A procissão nos levou até uma enorme plataforma semicircular que se estendia de uma fortaleza feita de madeira trançada, pedra escura e telhas acinzentadas, que subia pelo penhasco. Uma gigantesca fogueira estava preparada em um círculo de pedras negras com seis metros de diâmetro.
Ao nos aproximarmos, a jovem que me guiava sorriu e apontou para a estrutura cônica de madeira escura.
— Por favor, acenda a fogueira, Lorde Leywin.
Olhei ao redor em busca de algum tipo de ferramenta, mas percebi rapidamente que os fênix não teriam muito uso para esse tipo de instrumento. Esperavam que eu fosse capaz de acender a fogueira com mana.
Ativei o Realmheart, invocando runas ametistas ao longo do meu corpo e sob os olhos. Senti meu cabelo flutuar, saindo do couro cabeludo. Tomado por um momento de teatralidade, deixei meu corpo flutuar para fora do chão também, soltando-me da leve pegada da jovem. Virei-me para encarar a multidão que cantava e nos acompanhara pela cidade.
— Obrigado por uma recepção tão calorosa e acolhedora — disse, minha voz ecoando clara mesmo através de tanto ruído. — Minha família… meu clã, e eu estamos honrados por estarmos aqui em sua bela cidade. Embora a inclusão da raça arconte na família asura seja inédita, também será a prosperidade que virá para todos os asuras.
A multidão explodiu em vivas. Ergui as mãos para os lados, e atrás de mim, partículas invisíveis de éter estavam se envolvendo ao redor da densa mana de atributo fogo na atmosfera. Com o éter, puxei a mana para o centro da fogueira apagada, compartilhando minha intenção. A mana se condensou, aquecendo-se até que…
A fogueira rugiu de volta para a multidão com uma explosão de calor e luz.
Meus pés tocaram a madeira lisa e escura que formava a plataforma. Os lordes Avignis e Kothan, junto com seus séquitos, aplaudiram educadamente, encorajando ainda mais os aplausos das multidões.

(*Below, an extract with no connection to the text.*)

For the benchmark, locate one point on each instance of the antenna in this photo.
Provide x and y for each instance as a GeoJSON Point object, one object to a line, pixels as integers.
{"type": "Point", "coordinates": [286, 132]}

Segundos após a fogueira ser acesa, mais asuras começaram a sair da fortaleza. Mesas e cadeiras levitaram até se posicionarem ao redor da fogueira, enormes bandejas e potes de comida foram dispostos nas mesas, barris de vinho colocados em suas extremidades, e, em questão de poucos momentos, um banquete colossal foi servido.

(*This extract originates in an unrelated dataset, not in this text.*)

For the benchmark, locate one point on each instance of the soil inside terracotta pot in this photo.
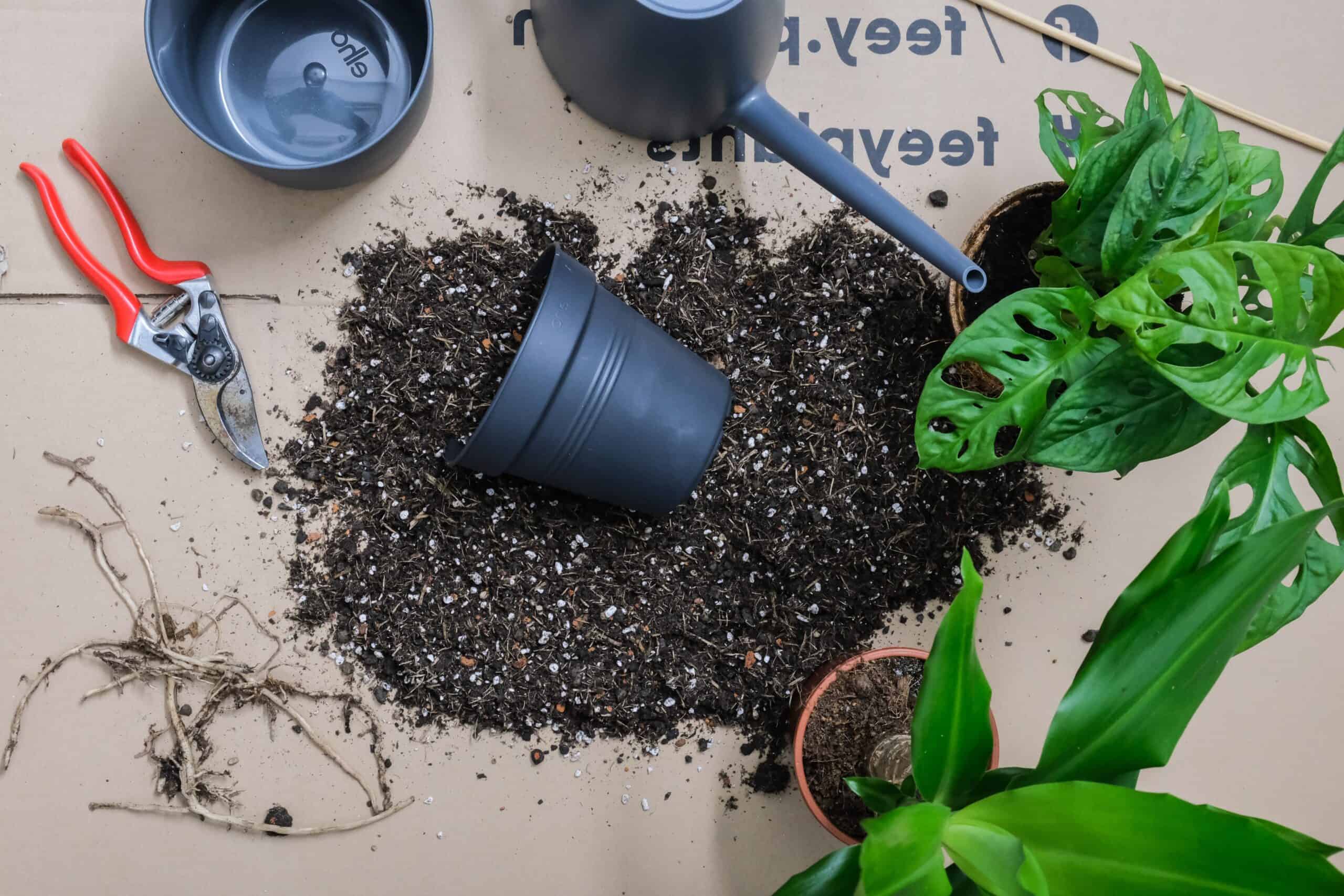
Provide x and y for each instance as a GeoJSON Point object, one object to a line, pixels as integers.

— Por favor, comam e celebrem! — Novis anunciou ao seu povo. — Hoje marca o início de uma nova era de unificação entre as raças asuras!
Sorrindo, ele liderou o caminho para dentro da fortaleza, cujas portas pesadas de madeira carbonizada eram mantidas abertas por fênix armados e protegidos por armaduras. Sua filha segurou meu braço novamente e me guiou atrás dele.

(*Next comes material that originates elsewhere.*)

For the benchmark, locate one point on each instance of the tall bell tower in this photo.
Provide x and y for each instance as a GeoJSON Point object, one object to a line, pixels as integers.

— Parece que você arranjou uma admiradora — Sylvie pensou, provocante.
— Eu pensava que os opostos se atraíssem… — disse Regis, quase explodindo de empolgação. — Mas o que essa princesa atrai mesmo são outras princesas, não é?
Tentando ignorá-los, decidi admirar a fortaleza. Embora imponente por fora, o interior era quente e acolhedor. Arcos e vigas de madeira natural sustentavam a construção, enquanto as paredes eram de pedra encrustada de cristais. Tapetes espessos cobriam o chão do grande salão, que fora organizado com uma única mesa longa no centro. Um fogo ardente crepitava na lareira, e vários atendentes já estavam a postos.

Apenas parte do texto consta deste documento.